Still, Mr. Toderian says concerns and tensions are natural – in fact, a key part of the rebuilding process. Even if nobody is ready to have a technical discussion yet, this is the time for the community to reflect deeply.

After all, he says, it's Lac-Mégantic residents that have to turn inward and ask themselves: "What is our new vision?"

Reporting was contributed by Justin Giovannetti in Lac-Mégantic and Alex Bozikovic in Toronto.

Building plans

Lac-Mégantic was built 1884. As its name suggests, it's situated on the edge of a lake. It is also surrounded by rugged mountains. But if the city has stunning vistas, at street level it has been devastated by this summer's train derailment. About half of downtown – 10 blocks long – was destroyed in fires and explosions. The buildings that remain may be so contaminated they will need to be demolished. Plans for rebuilding the town are already in motion. Among the challenges: Who will pay the cost of decontamination and reconstruction, whether local businesses stay where they are, and how true to history a New Mégantic will be. The timeline to rebuilding is tight, too, as Eastern Quebec has a ferocious winter and temperatures are already plunging to just above zero.

1. A new main street

Lac-Mégantic's main street, Frontenac, runs parallel to the lake two blocks east of the lake edge. Current plans would move the downtown two or three blocks east, between the town's recently completed sports centre and the rail yard that bordered the eastern edge of downtown. Papineau Street, which isn't a major thoroughfare right now, would be lengthened south from the sports centre.

2. Open for business

The Dollarama in downtown Lac-Mégantic was renovated and reopened only weeks before the derailment. It was one of the main anchors on the downtown strip, and the store's owners are anxious to rebuild. One possible location could be along the Chaudière River in the working-class Fatima district.

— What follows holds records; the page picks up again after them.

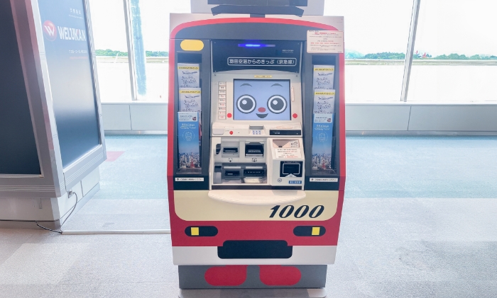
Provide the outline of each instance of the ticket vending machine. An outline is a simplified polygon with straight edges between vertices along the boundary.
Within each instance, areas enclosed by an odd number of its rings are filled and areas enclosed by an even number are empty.
[[[168,185],[181,289],[320,288],[334,262],[343,18],[253,16],[171,15]]]

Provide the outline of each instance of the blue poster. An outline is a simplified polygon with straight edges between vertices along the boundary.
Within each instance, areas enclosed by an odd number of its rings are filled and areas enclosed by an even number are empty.
[[[38,1],[63,167],[100,144],[83,3],[83,0]]]
[[[312,122],[312,169],[332,168],[334,114],[314,114]]]
[[[199,118],[197,112],[178,112],[178,167],[200,167]]]

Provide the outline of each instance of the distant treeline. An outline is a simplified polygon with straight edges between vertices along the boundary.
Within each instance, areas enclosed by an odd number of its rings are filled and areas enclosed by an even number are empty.
[[[116,57],[128,57],[128,52],[121,52],[121,51],[113,51],[112,50],[95,50],[97,56],[111,56]],[[145,51],[145,55],[146,57],[168,57],[169,53],[168,52],[161,51]]]
[[[395,53],[390,52],[383,52],[375,54],[362,55],[356,51],[345,51],[346,59],[404,59],[405,54]],[[414,54],[413,59],[432,59],[435,60],[497,60],[497,56],[481,56],[475,55],[473,56],[466,56],[465,55],[450,54],[448,55],[442,55],[432,57],[430,54]]]

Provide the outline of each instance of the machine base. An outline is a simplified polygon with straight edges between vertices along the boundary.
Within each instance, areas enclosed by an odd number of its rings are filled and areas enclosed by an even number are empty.
[[[179,298],[324,298],[324,289],[180,290]]]
[[[180,265],[178,273],[180,288],[185,290],[298,288],[304,290],[324,287],[327,268],[326,265]]]

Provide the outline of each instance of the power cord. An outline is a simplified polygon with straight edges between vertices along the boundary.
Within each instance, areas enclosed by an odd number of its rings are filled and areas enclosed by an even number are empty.
[[[64,225],[64,224],[65,224],[65,222],[67,222],[67,219],[69,219],[69,217],[71,217],[71,214],[72,214],[72,212],[74,212],[75,210],[76,210],[76,206],[77,206],[77,201],[78,201],[77,194],[76,193],[73,192],[72,190],[69,190],[69,193],[67,193],[68,198],[71,197],[72,196],[72,195],[76,196],[76,203],[72,207],[72,210],[71,210],[71,212],[69,214],[69,215],[67,215],[67,217],[66,217],[65,219],[64,219],[64,222],[62,222],[62,224],[60,224],[60,229],[59,229],[60,231],[55,231],[55,230],[53,230],[52,229],[48,229],[48,228],[46,228],[43,226],[40,226],[40,224],[38,223],[39,222],[36,222],[36,225],[38,226],[39,227],[43,229],[47,230],[47,231],[53,231],[55,233],[62,234],[62,226]]]

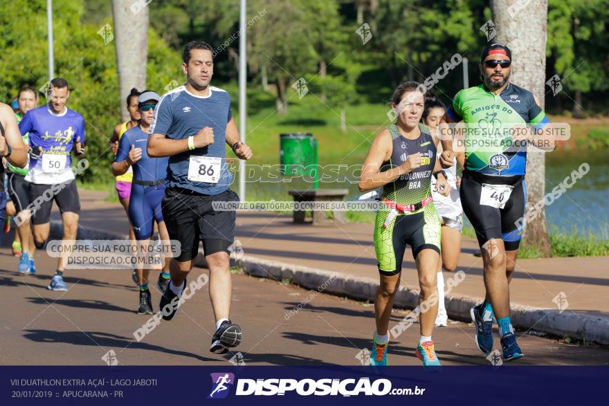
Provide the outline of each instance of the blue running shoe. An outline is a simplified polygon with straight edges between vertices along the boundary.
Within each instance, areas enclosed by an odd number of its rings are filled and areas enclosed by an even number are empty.
[[[30,275],[36,275],[36,266],[34,264],[33,258],[30,258],[30,270],[28,273]]]
[[[476,326],[476,347],[483,353],[488,354],[493,351],[493,319],[490,322],[485,322],[480,317],[480,306],[475,306],[469,310],[471,321]]]
[[[415,353],[417,358],[423,361],[423,367],[426,369],[439,371],[441,369],[442,364],[440,364],[440,360],[437,359],[437,356],[435,355],[433,341],[419,342]]]
[[[27,252],[21,252],[21,255],[19,255],[19,273],[22,273],[25,275],[28,273],[28,271],[30,270],[30,258],[28,257]]]
[[[387,344],[389,344],[389,333],[388,332],[387,342],[379,344],[376,342],[376,333],[374,333],[373,338],[372,352],[370,353],[370,365],[382,366],[387,365]]]
[[[49,290],[55,290],[55,292],[57,290],[66,291],[68,290],[68,285],[64,282],[64,278],[61,275],[56,275],[51,279],[51,283],[46,286],[46,288]]]
[[[516,337],[512,333],[506,334],[501,339],[501,348],[503,349],[503,359],[506,361],[518,360],[525,356],[518,343],[516,342]]]

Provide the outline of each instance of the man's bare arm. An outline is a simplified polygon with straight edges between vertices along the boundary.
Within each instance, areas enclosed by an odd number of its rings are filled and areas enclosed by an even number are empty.
[[[28,163],[28,152],[19,131],[15,113],[10,106],[4,103],[0,103],[0,122],[4,127],[4,138],[0,142],[0,155],[6,155],[8,153],[7,146],[10,147],[10,155],[6,157],[6,160],[17,167],[24,167]]]

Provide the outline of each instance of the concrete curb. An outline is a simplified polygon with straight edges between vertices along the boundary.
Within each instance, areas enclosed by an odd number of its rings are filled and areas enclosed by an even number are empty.
[[[62,223],[52,221],[51,235],[61,238]],[[78,239],[122,239],[125,236],[118,233],[88,230],[79,228]],[[377,279],[340,274],[329,270],[309,268],[271,261],[250,256],[238,259],[233,254],[230,266],[238,266],[248,275],[281,281],[289,279],[291,283],[318,293],[329,293],[356,300],[374,301],[379,287]],[[207,263],[203,251],[196,259],[196,265],[203,268]],[[480,303],[482,297],[471,297],[457,293],[447,293],[445,297],[446,312],[451,318],[469,322],[469,310]],[[408,288],[400,288],[394,305],[401,308],[415,308],[418,303],[419,292]],[[563,313],[558,310],[540,308],[513,303],[511,321],[514,326],[525,330],[534,330],[558,337],[569,336],[604,345],[609,345],[609,317],[578,315],[570,311]]]

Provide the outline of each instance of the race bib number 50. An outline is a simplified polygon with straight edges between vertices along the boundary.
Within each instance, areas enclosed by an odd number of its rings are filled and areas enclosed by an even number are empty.
[[[491,206],[498,209],[505,207],[509,195],[513,186],[509,185],[489,185],[482,183],[482,190],[480,193],[480,204]]]
[[[192,182],[217,183],[220,178],[222,158],[212,156],[190,156],[188,180]]]
[[[42,154],[42,172],[45,174],[61,174],[66,170],[67,155]]]

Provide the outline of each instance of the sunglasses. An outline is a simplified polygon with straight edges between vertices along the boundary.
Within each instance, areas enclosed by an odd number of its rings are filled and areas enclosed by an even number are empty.
[[[150,109],[154,110],[155,107],[156,107],[156,104],[144,104],[143,106],[140,106],[140,109],[142,109],[142,111],[147,111]]]
[[[511,61],[498,59],[489,59],[488,61],[484,61],[484,66],[487,68],[495,68],[497,65],[500,65],[502,68],[507,68],[511,65]]]

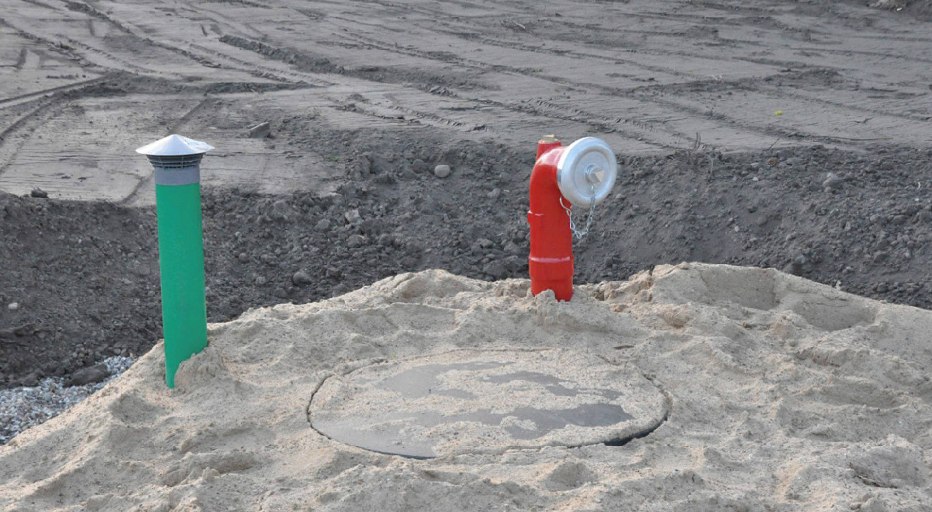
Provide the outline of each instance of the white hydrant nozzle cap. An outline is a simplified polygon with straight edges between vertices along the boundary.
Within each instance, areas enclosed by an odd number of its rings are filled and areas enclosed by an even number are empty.
[[[556,184],[573,206],[588,208],[601,203],[618,175],[618,162],[609,144],[585,137],[567,146],[556,162]]]

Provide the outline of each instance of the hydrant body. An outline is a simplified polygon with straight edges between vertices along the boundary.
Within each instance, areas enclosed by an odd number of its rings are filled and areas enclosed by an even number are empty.
[[[531,293],[553,290],[557,301],[573,298],[571,209],[594,207],[604,200],[615,184],[616,173],[615,155],[599,139],[585,137],[564,146],[548,135],[538,142],[528,211]]]
[[[537,295],[553,290],[557,301],[573,298],[573,232],[562,204],[572,208],[556,184],[556,163],[566,150],[559,141],[538,142],[537,162],[530,173],[528,224],[530,290]]]

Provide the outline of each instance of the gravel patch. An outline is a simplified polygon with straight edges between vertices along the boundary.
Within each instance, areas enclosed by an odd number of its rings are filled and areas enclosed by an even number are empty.
[[[103,359],[110,376],[85,385],[64,385],[63,377],[47,377],[38,385],[0,391],[0,444],[5,444],[34,424],[58,416],[93,395],[126,371],[135,358],[115,356]]]

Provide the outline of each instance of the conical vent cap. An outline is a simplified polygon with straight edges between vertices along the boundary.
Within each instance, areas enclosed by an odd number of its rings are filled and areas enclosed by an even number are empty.
[[[136,149],[136,153],[146,156],[183,156],[186,155],[203,155],[213,149],[207,142],[182,137],[169,135],[168,137],[145,144]]]

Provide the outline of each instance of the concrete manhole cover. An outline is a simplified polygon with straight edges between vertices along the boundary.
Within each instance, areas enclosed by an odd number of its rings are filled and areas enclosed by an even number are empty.
[[[666,416],[637,369],[585,352],[459,350],[327,378],[308,407],[321,434],[429,458],[509,448],[621,443]]]

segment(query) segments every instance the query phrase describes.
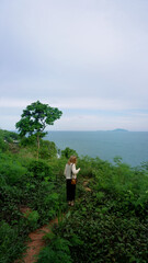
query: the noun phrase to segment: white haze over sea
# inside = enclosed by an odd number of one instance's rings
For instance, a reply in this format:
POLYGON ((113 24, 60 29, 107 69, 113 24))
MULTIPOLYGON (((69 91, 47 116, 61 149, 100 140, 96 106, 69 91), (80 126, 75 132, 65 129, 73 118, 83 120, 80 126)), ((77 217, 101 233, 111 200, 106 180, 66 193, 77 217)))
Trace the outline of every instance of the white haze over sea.
POLYGON ((60 150, 69 147, 79 156, 99 157, 110 162, 118 156, 132 167, 148 162, 146 132, 48 132, 45 139, 54 141, 60 150))

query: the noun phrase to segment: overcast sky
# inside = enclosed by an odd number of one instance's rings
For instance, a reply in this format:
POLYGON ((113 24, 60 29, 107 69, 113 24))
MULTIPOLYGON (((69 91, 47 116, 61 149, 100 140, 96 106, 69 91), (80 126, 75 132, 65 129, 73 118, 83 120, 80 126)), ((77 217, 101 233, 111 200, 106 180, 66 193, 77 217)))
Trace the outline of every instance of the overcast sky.
POLYGON ((37 100, 48 130, 148 132, 148 0, 0 0, 0 128, 37 100))

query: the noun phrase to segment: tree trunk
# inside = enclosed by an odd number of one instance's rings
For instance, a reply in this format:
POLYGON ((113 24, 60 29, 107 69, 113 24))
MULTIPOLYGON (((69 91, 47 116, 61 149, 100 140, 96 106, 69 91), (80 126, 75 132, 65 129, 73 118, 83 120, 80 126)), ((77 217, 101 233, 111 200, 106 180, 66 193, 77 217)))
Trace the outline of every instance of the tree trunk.
POLYGON ((38 157, 39 157, 39 147, 41 147, 41 144, 39 144, 39 135, 37 134, 37 160, 38 160, 38 157))

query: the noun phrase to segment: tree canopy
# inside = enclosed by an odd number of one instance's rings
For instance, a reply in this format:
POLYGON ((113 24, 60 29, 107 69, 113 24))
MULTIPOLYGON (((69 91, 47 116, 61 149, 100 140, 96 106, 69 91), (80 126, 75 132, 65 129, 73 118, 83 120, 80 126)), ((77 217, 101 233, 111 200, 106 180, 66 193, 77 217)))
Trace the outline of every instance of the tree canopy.
POLYGON ((57 107, 50 107, 48 104, 36 101, 23 110, 21 119, 15 124, 15 127, 21 137, 35 136, 39 149, 39 139, 46 135, 44 133, 46 126, 54 125, 54 122, 61 115, 62 112, 57 107))

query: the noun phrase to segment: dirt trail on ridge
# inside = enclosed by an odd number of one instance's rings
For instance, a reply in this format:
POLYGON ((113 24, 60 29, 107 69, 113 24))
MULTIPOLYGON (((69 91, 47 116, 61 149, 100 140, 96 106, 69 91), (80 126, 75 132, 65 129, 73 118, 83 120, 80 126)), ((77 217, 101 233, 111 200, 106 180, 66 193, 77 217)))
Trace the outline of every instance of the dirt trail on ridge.
MULTIPOLYGON (((88 187, 89 181, 90 180, 88 179, 83 182, 83 187, 86 191, 91 192, 91 188, 88 187)), ((21 211, 22 214, 26 211, 30 213, 31 209, 23 208, 21 211)), ((27 250, 23 254, 23 259, 16 260, 14 261, 14 263, 35 263, 37 261, 35 256, 37 256, 41 252, 41 249, 45 247, 45 241, 43 240, 43 237, 45 236, 45 233, 50 232, 50 227, 55 224, 58 225, 58 218, 50 220, 48 225, 43 226, 42 228, 35 230, 34 232, 31 232, 29 235, 31 241, 29 241, 27 243, 27 250)))

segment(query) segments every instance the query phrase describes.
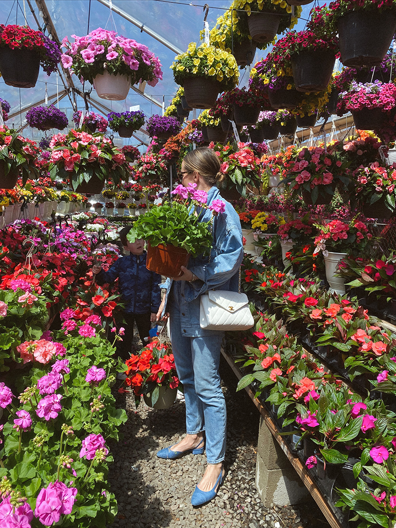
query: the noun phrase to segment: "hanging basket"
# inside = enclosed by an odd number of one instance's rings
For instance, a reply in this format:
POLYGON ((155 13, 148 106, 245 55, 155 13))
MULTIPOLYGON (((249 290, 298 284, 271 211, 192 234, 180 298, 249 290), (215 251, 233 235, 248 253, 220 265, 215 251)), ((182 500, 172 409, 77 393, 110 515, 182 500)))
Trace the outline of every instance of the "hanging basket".
POLYGON ((249 135, 252 143, 262 143, 264 140, 264 131, 262 128, 251 128, 249 131, 249 135))
POLYGON ((312 116, 297 116, 296 118, 297 125, 300 128, 309 128, 314 127, 316 122, 316 114, 313 114, 312 116))
POLYGON ((261 130, 265 139, 276 139, 279 134, 279 127, 276 123, 262 125, 261 130))
POLYGON ((386 112, 381 108, 365 108, 352 111, 355 128, 361 130, 373 130, 381 127, 387 120, 386 112))
POLYGON ((234 121, 237 125, 256 125, 260 115, 260 107, 238 106, 234 105, 234 121))
POLYGON ((272 108, 279 110, 281 108, 295 108, 298 106, 303 99, 303 94, 297 90, 286 90, 281 88, 279 90, 268 90, 269 103, 272 108))
POLYGON ((18 181, 18 173, 10 171, 5 174, 5 162, 0 160, 0 189, 12 189, 18 181))
POLYGON ((180 103, 178 105, 176 105, 176 109, 177 110, 177 115, 179 117, 188 117, 188 114, 190 114, 190 110, 184 110, 183 107, 183 105, 180 103))
POLYGON ((126 75, 114 75, 105 71, 93 79, 93 87, 101 99, 122 101, 126 99, 130 88, 131 78, 126 75))
POLYGON ((149 407, 153 409, 168 409, 175 403, 177 394, 177 389, 169 389, 169 387, 162 387, 158 385, 159 395, 155 403, 153 403, 152 394, 148 392, 143 394, 145 403, 149 407))
POLYGON ((99 194, 102 192, 104 186, 105 180, 101 180, 94 174, 89 181, 80 183, 77 186, 76 192, 83 194, 99 194))
POLYGON ((178 277, 182 275, 181 267, 187 266, 190 253, 182 248, 169 244, 152 246, 148 242, 146 267, 165 277, 178 277))
POLYGON ((206 134, 209 140, 215 143, 223 143, 227 139, 228 133, 224 132, 221 127, 206 127, 206 134))
POLYGON ((188 110, 189 112, 191 112, 192 110, 194 109, 193 108, 192 108, 191 106, 189 106, 188 103, 186 100, 185 96, 182 96, 181 98, 182 99, 182 106, 183 107, 183 110, 188 110))
POLYGON ((233 49, 232 54, 238 66, 243 68, 252 63, 257 49, 256 45, 252 40, 247 37, 241 42, 234 41, 233 49))
POLYGON ((252 13, 248 17, 249 32, 252 40, 262 44, 274 40, 282 15, 274 13, 252 13))
POLYGON ((183 81, 184 95, 187 105, 193 108, 211 108, 217 96, 223 91, 218 81, 208 77, 190 77, 183 81))
POLYGON ((360 209, 366 218, 381 218, 389 220, 394 212, 385 205, 385 198, 382 196, 374 203, 362 203, 360 209))
POLYGON ((310 93, 326 90, 335 63, 334 52, 328 48, 303 50, 291 57, 296 89, 310 93))
POLYGON ((34 50, 0 48, 0 72, 6 84, 32 88, 36 86, 40 69, 40 56, 34 50))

The Dollarama could also end up in the parking lot in front of the sports centre, where a 50,000-square-foot building (about the size of a football field) will be built by October, according to current plans. Officials hope to populate the building with businesses catering to Christmas shopping. Once major reconstruction starts in the spring, though, the building could become a permanent public market or find a tenant.

3. From trees to town centre

Between Lac-Mégantic's sports centre and the river is a clump of undeveloped forest. It is owned by the town and is zoned for commercial use. The hope is that Papineau Street will be pushed south through the area until it hits the river.

4. A bridge from then to now

A new bridge is proposed across the narrow Chaudière River. It would connect Papineau and Lévis Streets, creating the new thoroughfare for Lac-Mégantic.